À court terme, cette politique économique risque d’amplifier les divergences de performances entre secteurs et le déséquilibre entre l’offre et la demande intérieure, apparus depuis déjà plusieurs mois. D’un côté, la demande intérieure manque de vigueur, toujours freinée par la crise du secteur immobilier, les incertitudes réglementaires, et la frilosité des consommateurs et des investisseurs privés. Cette morosité a persisté en janvier-février 2024 – l’investissement dans l’immobilier et les ventes de logements ont continué de se contracter fortement, et le redressement des ventes au détail ne s’est pas renforcé. En parallèle, l’activité dans les services a ralenti, contribuant à une légère remontée du taux de chômage (à 5,3%). Également reflet de la faiblesse de la demande intérieure et du déséquilibre entre offre et demande, l’inflation des prix à la consommation a été, en moyenne, légèrement négative depuis la mi-2023 (à -0,2% en g.a.) et l’inflation sous-jacente est restée faible (+0,7% en moyenne sur la période juillet 2023-février 2024).
D’un autre côté, la production et les capacités de production industrielles continuent de se renforcer, en particulier – mais pas seulement – dans les secteurs de haute technologie et de technologie verte. Ceux-ci sont largement soutenus par les pouvoirs publics à travers un vaste ensemble de subventions, avantages fiscaux, prêts à taux concessionnels et autres mesures de financement. L’investissement manufacturier s’est progressivement redressé depuis l’été 2023, et le rebond post-Covid de la production industrielle a accéléré, avec une amélioration observée dans de nombreux secteurs. Le soutien des pouvoirs publics et la hausse des capacités de production industrielle ont conduit les entreprises chinoises à baisser leurs prix de vente de façon agressive, pour accroître leurs volumes d’exportation et renforcer leurs parts de marché.

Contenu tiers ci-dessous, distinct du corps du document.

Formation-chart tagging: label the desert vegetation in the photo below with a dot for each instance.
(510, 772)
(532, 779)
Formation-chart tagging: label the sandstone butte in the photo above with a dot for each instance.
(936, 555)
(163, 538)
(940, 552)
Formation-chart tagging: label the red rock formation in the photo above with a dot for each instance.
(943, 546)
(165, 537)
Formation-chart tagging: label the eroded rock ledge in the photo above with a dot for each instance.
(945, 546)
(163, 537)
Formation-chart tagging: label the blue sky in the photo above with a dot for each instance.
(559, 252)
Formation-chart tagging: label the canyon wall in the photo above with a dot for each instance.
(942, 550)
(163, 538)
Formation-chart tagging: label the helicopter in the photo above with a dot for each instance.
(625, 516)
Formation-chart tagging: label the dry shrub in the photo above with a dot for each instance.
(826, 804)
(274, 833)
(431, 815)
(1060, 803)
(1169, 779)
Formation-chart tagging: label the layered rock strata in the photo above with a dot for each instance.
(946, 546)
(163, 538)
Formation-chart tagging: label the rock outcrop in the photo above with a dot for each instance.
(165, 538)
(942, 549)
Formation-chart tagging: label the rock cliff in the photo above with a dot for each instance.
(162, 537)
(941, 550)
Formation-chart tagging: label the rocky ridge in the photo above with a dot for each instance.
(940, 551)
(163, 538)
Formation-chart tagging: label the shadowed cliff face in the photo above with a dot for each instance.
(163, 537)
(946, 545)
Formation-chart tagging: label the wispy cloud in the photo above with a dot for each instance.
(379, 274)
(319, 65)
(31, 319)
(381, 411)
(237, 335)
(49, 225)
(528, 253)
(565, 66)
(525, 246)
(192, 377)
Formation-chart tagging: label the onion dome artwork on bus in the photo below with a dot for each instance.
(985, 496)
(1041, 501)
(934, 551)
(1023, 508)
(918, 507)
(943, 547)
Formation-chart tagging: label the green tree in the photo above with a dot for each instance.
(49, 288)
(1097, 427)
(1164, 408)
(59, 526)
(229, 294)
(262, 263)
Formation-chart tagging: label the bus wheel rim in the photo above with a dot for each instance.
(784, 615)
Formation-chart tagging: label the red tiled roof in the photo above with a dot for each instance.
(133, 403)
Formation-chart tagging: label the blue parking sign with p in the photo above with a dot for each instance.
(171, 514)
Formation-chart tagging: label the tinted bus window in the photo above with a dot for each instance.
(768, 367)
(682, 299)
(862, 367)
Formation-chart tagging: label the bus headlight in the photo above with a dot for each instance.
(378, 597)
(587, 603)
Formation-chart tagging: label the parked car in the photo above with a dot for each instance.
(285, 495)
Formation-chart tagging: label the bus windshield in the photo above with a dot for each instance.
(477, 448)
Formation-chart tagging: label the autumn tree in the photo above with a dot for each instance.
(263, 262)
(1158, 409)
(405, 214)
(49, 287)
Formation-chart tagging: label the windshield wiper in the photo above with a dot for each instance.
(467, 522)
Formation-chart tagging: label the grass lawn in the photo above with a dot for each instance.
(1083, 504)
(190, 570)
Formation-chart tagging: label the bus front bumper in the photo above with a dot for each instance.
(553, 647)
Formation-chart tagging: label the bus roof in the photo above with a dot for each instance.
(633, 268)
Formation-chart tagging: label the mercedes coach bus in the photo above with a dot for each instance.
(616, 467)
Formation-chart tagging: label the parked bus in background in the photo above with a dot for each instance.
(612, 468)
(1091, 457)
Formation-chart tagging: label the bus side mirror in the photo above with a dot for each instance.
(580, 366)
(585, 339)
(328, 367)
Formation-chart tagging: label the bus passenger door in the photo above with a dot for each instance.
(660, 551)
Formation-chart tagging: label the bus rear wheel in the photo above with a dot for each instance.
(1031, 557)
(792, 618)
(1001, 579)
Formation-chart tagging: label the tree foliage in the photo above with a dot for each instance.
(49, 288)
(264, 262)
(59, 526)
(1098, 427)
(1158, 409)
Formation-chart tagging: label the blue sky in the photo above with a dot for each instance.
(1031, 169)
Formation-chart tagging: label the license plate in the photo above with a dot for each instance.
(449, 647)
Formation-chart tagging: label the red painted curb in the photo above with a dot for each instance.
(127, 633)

Les exportations de marchandises de la Chine se sont redressées depuis novembre. Elles ont atteint USD 3380 mds en 2023, alimentant un excédent commercial qui a presque doublé depuis 2019 (passant de USD 421 mds à USD 823 mds). La part de la Chine dans les exportations mondiales de marchandises a récemment de nouveau augmenté. Après n’avoir perdu que très partiellement le terrain gagné pendant la crise liée à l’épidémie de Covid, elle est remontée au S2 2023. Elle s’est établie à 14,4% sur l’ensemble de 2023 (comme en 2022) contre 13,3% en 2019. Une diversification des partenaires commerciaux de la Chine avait d’abord compensé les effets du « découplage » avec les États-Unis entre 2018 et 2023, mais celui-ci s’est interrompu ces derniers mois. La part de la Chine dans les importations de marchandises des États-Unis est également remontée, passant de 13,3% au S1 2023 à 14,3% au S2 2023 (contre 22% au S2 2018).
Par ailleurs, les gains de part de marché de la Chine ont été enregistrés pour une large gamme de produits, par exemple : biens de consommation à faible valeur ajoutée tels que les meubles et les jouets, chimie organique et matières plastiques, véhicules, machines et équipements électriques et électroniques et leurs composantes. Ils ont bien sûr été particulièrement impressionnants pour les véhicules électriques (dont les exportations en volume ont été multipliées par 7 entre 2019 et 2023 et par 1,7 en 2023), les panneaux solaires (exportations multipliées par 5 entre 2018 et 2023) et les batteries au lithium. La déferlante de produits chinois a suscité des inquiétudes croissantes des industriels et des gouvernements des États-Unis, de l’Union européenne et maintenant des pays émergents ; elle devrait amener à de nouvelles confrontations commerciales à court terme.